Evaluation of Endoplasmic Reticulum Stress in an Experimental Intestinal Ischemia-Reperfusion Model in Rats: The Role of Ozone Therapy and Trimetazidine

Aim: The objective of the study was to assess the impact of ozone (O-3) and trimetazidine on the intestines following ischemia-reperfusion (I/R) injury through the investigation of endoplasmic reticulum stress. Methods: Forty Sprague Dawley rats were separated into five groups. The groups were named as follows: control, O-3, I/R, I/R + trimetazidine (TMZ), and I/R + O-3. The control group had laparotomy and exploration of the superior mesenteric artery (SMA) only. Furthermore, alongside laparotomy and SMA exploration, an intraperitoneal (i.p.) administration of a 0.7 mg/kg ozone-oxygen (O-3-O-2) combination was given to the O-3 group. In the experimental groups, the SMA was blocked with the silk suture ligation technique for a duration of 1 h and then restored to normal blood flow for another hour. In the I/R + O-3 group, ozone was delivered i.p. at a dosage of 0.7 mg/kg, 30 min after ischemia. In the I/R + TMZ group, a dose of 20 mg/kg/day of trimetazidine was administered orally via gavage for a duration of 7 days, beginning 1 week prior to the induction of ischemia. Intestinal tissues were taken to assess indicators of intestinal mucosal injury and oxidative stress. Results: The level of the lipid peroxidation marker malondialdehyde (MDA) was significantly reduced in the experimental groups as compared to the I/R group (p < 0.05). The experimental groups had considerably greater levels of glutathione (GSH), which reflects antioxidant capacity, compared to the I/R group (p < 0.05). Nevertheless, the concentration of GSH was observed to be increased in the I/R + O-3 group in comparison to the I/R + TMZ group (p < 0.05).
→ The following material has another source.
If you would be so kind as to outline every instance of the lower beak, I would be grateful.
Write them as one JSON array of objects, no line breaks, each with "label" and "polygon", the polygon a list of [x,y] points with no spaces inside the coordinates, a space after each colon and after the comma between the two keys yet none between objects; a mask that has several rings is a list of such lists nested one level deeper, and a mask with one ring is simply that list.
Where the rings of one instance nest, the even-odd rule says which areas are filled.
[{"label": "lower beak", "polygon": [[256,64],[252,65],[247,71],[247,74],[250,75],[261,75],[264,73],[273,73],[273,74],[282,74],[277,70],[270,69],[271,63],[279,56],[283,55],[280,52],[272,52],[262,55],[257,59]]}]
The histopathological damage score showed a substantial decrease in the experimental groups as compared to the I/R group (p < 0.05). The I/R + O3 group had the lowest injury score. The experimental groups exhibited significantly reduced positivity of the endoplasmic reticulum (ER) stress markers C/EBP homologous protein (CHOP) and glucose-regulated protein (GRP)-78 compared to the I/R group (p < 0.05). Conclusions: The findings provide evidence for the potential advantages of utilizing ozone therapy in the treatment of intestinal ischemia-reperfusion injury. Additionally, they propose that ozone should be assessed in more extensive clinical trials in the future as a therapeutic agent that can disrupt endoplasmic reticulum stress.